[tahoe-dev] Recommendations for minimal RAM usage ?

Mon Mar 5 19:24:08 UTC 2012

On Mon, Mar 5, 2012 at 11:44 AM, Brian Warner <warner at lothar.com> wrote:
>
> The storage-server side of Tahoe doesn't really do that much, so I'd be
> pleased as punch if it could fit into 10 or 20MB. To do that, I think
> we'd need to avoid loading all of the code when we're not running a
> client (I'm thinking zfec, pycryptopp, twisted.web, conch, ftp/sftp).
> Switching away from foolscap (to HTTP) might help too (or might hurt, if
> the crypto needed to replace it is actually bigger).

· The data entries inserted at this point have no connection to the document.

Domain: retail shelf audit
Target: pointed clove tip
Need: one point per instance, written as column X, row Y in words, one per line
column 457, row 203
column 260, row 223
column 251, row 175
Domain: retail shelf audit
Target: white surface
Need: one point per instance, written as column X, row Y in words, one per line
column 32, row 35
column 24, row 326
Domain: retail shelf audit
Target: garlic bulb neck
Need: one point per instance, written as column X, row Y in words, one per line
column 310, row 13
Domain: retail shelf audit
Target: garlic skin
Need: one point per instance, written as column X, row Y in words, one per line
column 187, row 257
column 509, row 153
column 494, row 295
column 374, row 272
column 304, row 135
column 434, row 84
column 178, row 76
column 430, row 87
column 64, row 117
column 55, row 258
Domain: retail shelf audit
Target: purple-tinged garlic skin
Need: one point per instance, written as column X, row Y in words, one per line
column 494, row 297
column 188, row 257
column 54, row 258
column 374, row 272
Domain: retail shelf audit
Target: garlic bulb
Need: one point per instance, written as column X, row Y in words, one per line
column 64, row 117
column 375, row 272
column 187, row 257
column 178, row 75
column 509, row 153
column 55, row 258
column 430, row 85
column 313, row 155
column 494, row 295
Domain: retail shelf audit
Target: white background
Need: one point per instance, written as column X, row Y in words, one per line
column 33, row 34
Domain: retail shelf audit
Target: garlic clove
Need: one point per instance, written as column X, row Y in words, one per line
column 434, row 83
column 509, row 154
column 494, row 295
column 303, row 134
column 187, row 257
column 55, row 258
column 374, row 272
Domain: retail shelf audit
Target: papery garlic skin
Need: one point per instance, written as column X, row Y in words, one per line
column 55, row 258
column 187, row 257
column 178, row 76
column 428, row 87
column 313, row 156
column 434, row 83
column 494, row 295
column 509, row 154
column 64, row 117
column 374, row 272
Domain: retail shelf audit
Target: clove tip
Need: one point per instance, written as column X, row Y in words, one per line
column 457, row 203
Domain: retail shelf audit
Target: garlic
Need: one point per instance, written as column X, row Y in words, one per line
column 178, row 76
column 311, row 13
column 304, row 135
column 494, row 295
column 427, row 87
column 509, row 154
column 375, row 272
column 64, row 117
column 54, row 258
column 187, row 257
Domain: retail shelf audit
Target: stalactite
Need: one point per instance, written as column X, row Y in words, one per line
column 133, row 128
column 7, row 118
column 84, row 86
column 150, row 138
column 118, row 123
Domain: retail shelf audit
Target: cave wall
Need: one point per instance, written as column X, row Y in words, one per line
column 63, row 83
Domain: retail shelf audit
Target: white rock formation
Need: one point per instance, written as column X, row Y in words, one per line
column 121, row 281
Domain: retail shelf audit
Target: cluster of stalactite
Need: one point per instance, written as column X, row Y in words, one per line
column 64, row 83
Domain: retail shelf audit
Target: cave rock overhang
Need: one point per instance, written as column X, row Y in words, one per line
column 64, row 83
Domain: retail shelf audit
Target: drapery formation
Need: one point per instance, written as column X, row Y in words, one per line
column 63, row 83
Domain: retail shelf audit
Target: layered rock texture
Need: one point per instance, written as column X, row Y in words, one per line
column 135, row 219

Wouldn't the code (.py's, .pyc's, or .so's) tend to be swapped out if
it unused? Or maybe unused code gets interspersed with code that is
needed, so it ends up bloating the memory usage?

Sounds like the sort of thing that needs to be measured. There was a
very interesting tool presented at Pycon last year by Dave Malcolm:

http://blip.tv/pycon-us-videos-2009-2010-2011/pycon-2011-dude-where-s-my-ram-a-deep-dive-into-how-python-uses-memory-4896725

http://dmalcolm.livejournal.com/5782.html

The thing that was interesting about this tool is that it was
"bottom-up" -- it starts by observing, from the operating system's
perspective, what memory your process is using and then starts
classifying it and breaking it down to help you understand why the
process is using that memory. This is in contrast to tools like Meliae
(https://launchpad.net/meliae) which are "top-down" -- they start by
observing, from the Python interpreter's perspective, what objects
your Python code is using and then start estimating the memory usage
of objects and aggregating objects into groups to help you understand
why the Python code is using that much memory.

A bottom-up tool would probably be better to answer the question of
how much of the memory usage is due to code. I would probably want to
start with a bottom-up tool, because I've used those top-down tools
(oriented around Python objects) before, and the results are usually
just a vast forest of Python objects that gives me no clear idea of
where the problem or problems lie.

I wouldn't be surprised if you needed to use both styles of tool
together in order to really get a clear picture.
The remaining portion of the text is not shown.